For most youngsters, deciding on a career path is a daunting process. With little self-knowledge and even less experience of the world, it’s no surprise that figuring out a future is a terrifying prospect.
Add to this financial constraints and an education system that is yet to clearly align itself with the world of work, and it’s little wonder that a scary 70% of the unemployed in South Africa is made up of the youth.
A recent development that could make all the difference to this sorry picture arrived quietly in May on the education scene: the official launch of the 50 Further Education and Training (FET) colleges. This brings to an end the first phase of the project, begun in 2001, to reconfigure the 152 old Technical Colleges into these new institutions.
What was remarkable about the launch of the FET colleges last month was that it was attended by an impressive list of dignitaries not only from the Department of Education, but also from the Department of Labour and representatives from business. Their presence is exactly what the vision for FET colleges is all about: to meet through one process both the school-leavers’ need to be employable and our nation’s human resource needs in order to develop socially and economically.

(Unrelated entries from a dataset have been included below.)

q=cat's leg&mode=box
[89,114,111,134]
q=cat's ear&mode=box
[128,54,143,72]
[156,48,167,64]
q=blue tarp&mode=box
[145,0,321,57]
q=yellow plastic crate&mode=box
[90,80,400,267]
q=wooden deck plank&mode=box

One area that needs to be considered in this, though, gets to the very heart of what ‘education” is really about. Is it enough to know a nut from a bolt — but have scant knowledge of history, geography, philosophy? It’s an ongoing debate being chewed over in many countries, and one that our own FET quality assurer, Umalusi, is going to have to get their teeth into.
As always, the snag is taking an excellent idea and making it a working reality. And there truly is a mountain to climb to achieve this: getting all parties moving in the same direction while creating accessible programmes that fit neatly into the National Qualifications Framework is a Herculean task to be tackled by us mere mortals.

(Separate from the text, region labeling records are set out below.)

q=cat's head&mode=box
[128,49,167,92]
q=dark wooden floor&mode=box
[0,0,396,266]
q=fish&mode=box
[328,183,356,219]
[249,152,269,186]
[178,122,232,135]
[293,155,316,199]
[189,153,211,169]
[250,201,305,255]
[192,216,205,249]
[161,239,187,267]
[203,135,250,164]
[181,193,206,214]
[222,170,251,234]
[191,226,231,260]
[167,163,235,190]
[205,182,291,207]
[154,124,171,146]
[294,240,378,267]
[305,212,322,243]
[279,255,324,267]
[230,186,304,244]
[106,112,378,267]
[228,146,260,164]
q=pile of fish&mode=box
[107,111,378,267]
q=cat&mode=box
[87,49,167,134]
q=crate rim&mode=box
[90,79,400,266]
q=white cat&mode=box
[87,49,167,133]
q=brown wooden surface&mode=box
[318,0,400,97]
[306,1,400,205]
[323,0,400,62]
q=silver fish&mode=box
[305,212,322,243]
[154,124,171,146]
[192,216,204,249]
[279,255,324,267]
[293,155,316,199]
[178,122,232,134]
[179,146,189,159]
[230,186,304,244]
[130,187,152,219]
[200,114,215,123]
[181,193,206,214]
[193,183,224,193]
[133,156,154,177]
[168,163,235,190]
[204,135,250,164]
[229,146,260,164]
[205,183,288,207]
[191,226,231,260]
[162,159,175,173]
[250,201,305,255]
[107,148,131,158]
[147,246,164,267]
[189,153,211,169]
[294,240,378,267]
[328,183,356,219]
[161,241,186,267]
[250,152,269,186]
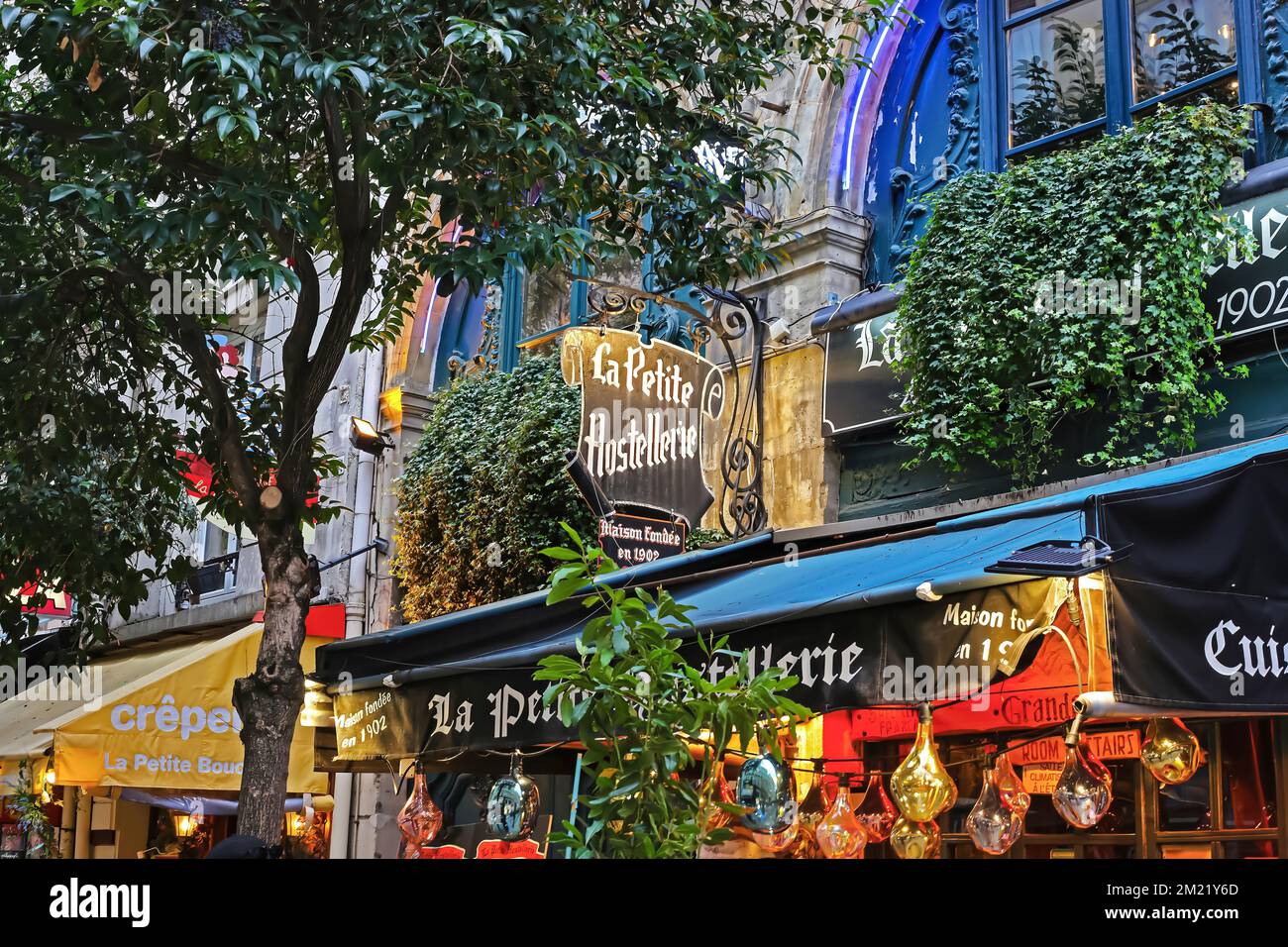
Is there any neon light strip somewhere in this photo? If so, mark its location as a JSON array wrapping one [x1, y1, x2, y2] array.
[[841, 23, 890, 191]]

But it’s an effort that’s well worth making. A comment by Archbishop Emeritus Desmond Tutu on the occasion of the FET colleges launch says it all: ‘Our future lies in our young people and their hard work must bear the fruit of the means to support themselves and their families and thus contribute to the sustainable development of our country.”
The welding of business, labour and education structures into a common framework and vision could — eventually — go a long way to realising this.